Their family had been among the compound’s first settlers. Joseph was five when they’d come, and he remembered only dim blinks, a few clipped and fading blurbs from the Old World. The tales of substance he’d passed on to his only son regarding the place of his birth were those given him by his elders.
They’d spoken of the end of water back home—decrepit fronts, shores, lines, and beaches where most of them had lived. They described the Old World as no different from those new compounds, except for the girded walls towering from the compound’s limits. Borders obstructing the horde’s glimpse into the world before them; blocking old privileged lenses, too, from gazing into lives led by those freed behind steel.
Otherwise, the Fed had promised Joseph’s elders—and they’d passed word on to the children—that the developments were but redesigned inner cities. A series of “Just Compounds,” they’d called the dwellings, concentrated east to west along the U.S. mountain and river chains, walled-off replicas with the red lining and crumbled rust of the belted Mid-Atlantic Mecca scoured clean. Leaving the neon, blinking amenities of civilization at the ready access of the poorest qualified souls who agreed to migrate.

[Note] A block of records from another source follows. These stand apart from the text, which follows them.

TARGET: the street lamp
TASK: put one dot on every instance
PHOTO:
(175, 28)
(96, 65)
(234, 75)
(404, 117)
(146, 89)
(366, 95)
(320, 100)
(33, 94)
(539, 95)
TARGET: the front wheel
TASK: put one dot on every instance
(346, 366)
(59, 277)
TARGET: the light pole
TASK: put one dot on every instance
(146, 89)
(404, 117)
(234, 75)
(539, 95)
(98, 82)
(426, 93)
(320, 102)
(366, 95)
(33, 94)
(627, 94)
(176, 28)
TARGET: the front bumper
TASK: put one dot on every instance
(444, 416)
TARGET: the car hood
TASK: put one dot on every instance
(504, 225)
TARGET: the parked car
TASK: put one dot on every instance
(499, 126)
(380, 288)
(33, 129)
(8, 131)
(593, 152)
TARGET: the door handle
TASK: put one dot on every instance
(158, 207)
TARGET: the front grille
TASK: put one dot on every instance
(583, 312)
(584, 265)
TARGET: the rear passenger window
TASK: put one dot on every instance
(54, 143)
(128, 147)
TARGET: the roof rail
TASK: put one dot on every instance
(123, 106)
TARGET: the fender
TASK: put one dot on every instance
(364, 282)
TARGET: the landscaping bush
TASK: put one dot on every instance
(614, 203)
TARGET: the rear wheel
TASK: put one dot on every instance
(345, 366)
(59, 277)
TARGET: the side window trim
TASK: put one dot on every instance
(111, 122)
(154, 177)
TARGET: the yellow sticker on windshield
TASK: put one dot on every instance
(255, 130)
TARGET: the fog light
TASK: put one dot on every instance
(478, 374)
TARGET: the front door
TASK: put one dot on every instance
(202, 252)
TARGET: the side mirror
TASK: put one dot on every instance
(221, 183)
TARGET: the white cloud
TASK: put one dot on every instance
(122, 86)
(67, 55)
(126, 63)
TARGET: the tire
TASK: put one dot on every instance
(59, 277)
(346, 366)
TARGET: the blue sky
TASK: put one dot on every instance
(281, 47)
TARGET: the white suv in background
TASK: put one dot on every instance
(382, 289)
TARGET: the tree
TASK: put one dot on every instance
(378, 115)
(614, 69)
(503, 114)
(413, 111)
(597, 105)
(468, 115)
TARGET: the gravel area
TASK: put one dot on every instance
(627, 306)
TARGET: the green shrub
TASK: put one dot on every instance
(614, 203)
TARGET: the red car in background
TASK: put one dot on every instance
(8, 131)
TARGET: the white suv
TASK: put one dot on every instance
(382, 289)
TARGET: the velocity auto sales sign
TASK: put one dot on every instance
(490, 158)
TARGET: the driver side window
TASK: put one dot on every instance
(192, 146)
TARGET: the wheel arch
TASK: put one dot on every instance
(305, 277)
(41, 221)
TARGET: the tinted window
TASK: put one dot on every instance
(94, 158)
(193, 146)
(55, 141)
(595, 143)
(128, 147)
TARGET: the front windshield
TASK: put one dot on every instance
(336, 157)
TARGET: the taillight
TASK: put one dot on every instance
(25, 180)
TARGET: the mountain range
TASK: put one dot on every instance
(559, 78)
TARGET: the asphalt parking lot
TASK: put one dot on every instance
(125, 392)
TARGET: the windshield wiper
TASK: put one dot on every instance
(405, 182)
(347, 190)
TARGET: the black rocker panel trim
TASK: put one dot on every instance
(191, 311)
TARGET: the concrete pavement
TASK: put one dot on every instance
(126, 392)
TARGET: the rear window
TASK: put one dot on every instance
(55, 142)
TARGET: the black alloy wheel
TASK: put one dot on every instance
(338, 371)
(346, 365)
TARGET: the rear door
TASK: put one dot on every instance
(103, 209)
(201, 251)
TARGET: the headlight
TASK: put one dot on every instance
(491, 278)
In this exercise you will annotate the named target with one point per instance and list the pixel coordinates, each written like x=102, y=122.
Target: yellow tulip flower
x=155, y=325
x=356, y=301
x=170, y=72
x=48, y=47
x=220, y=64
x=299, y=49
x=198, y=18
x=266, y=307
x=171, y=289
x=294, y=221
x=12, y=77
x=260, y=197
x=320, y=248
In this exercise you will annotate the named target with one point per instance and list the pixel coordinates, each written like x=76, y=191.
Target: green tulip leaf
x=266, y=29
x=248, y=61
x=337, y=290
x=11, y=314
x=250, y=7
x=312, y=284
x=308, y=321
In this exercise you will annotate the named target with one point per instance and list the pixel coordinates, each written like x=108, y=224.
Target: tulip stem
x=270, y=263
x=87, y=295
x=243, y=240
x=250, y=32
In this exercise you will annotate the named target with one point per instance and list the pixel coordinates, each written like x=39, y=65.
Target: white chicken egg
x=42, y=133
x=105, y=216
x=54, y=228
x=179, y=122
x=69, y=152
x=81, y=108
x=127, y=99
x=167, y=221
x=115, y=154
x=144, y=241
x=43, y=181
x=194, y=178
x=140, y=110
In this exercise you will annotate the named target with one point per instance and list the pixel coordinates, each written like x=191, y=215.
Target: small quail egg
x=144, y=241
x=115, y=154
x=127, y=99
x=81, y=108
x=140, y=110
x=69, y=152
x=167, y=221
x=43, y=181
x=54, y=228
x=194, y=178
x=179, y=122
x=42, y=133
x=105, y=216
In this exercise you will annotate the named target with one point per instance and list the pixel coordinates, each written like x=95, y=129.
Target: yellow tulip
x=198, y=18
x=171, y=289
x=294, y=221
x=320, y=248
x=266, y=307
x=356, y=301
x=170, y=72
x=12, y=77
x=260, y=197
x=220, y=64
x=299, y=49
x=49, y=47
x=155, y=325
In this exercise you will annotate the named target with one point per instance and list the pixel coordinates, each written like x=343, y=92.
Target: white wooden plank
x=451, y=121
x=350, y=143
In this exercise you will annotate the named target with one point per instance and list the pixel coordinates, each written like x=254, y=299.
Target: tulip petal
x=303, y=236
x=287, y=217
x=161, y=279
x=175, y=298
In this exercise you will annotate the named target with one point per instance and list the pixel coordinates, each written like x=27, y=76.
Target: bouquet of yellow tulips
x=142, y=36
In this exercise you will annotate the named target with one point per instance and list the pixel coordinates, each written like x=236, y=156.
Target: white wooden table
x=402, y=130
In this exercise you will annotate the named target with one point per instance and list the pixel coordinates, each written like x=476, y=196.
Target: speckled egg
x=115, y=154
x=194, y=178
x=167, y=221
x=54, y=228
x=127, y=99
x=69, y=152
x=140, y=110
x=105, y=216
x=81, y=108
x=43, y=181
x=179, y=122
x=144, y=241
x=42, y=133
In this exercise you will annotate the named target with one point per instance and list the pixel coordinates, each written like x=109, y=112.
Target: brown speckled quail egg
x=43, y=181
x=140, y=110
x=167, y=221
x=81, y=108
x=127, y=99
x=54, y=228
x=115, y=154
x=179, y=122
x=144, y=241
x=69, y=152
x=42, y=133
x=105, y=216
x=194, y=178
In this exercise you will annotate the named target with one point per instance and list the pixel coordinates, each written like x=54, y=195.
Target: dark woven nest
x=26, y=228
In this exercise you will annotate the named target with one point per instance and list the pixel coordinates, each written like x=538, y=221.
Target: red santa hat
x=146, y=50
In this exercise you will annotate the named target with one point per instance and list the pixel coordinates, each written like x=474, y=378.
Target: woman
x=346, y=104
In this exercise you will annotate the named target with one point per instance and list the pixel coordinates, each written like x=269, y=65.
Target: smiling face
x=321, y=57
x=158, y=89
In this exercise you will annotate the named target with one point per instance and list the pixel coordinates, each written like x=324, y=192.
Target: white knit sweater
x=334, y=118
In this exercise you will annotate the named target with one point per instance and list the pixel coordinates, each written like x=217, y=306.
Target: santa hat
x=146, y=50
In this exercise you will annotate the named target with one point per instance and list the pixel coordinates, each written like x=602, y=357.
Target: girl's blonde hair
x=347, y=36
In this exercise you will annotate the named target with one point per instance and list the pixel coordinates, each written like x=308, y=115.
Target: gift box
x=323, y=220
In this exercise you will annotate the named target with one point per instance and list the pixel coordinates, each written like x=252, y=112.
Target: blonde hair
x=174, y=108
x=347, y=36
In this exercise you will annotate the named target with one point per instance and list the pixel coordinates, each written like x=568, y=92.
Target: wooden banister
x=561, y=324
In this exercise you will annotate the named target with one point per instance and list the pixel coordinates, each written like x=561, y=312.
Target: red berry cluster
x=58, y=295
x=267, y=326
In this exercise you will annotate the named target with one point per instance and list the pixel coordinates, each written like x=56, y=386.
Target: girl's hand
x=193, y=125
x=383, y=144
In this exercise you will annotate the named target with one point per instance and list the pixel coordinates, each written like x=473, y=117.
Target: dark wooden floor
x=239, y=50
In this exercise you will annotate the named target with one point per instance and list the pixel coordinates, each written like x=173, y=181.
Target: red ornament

Not until Joseph approached his teenage years did the few wayward teachers begin telling him and his first-generation peers unfiltered tales of nighttime torture in the Old World’s facilities, incarcerated dark men screaming at blue eclipse, pain often wrought by their own possessed hands. How the mystery of eleven shackled and mutilated brown youths washed up on waterfront sands on one bloody night spurred protests first, and then the Riots of 2015. “Willful Fury,” the teachers had called the events. No one established responsibility for what appeared mass imprisonment and murder, but it did not much matter. The appearance of the brutalized corpses afforded teeming hordes ninety summer days to set fire to the last remains of those wards and woods dark souls had called their corners of the American cities. Their flames burned even blight to embers, smoldering with a bitter black smoke that would have consumed the old cities whole had the Great Society not foreseen those urban margins emblazoned fifty years earlier and girded their towers accordingly.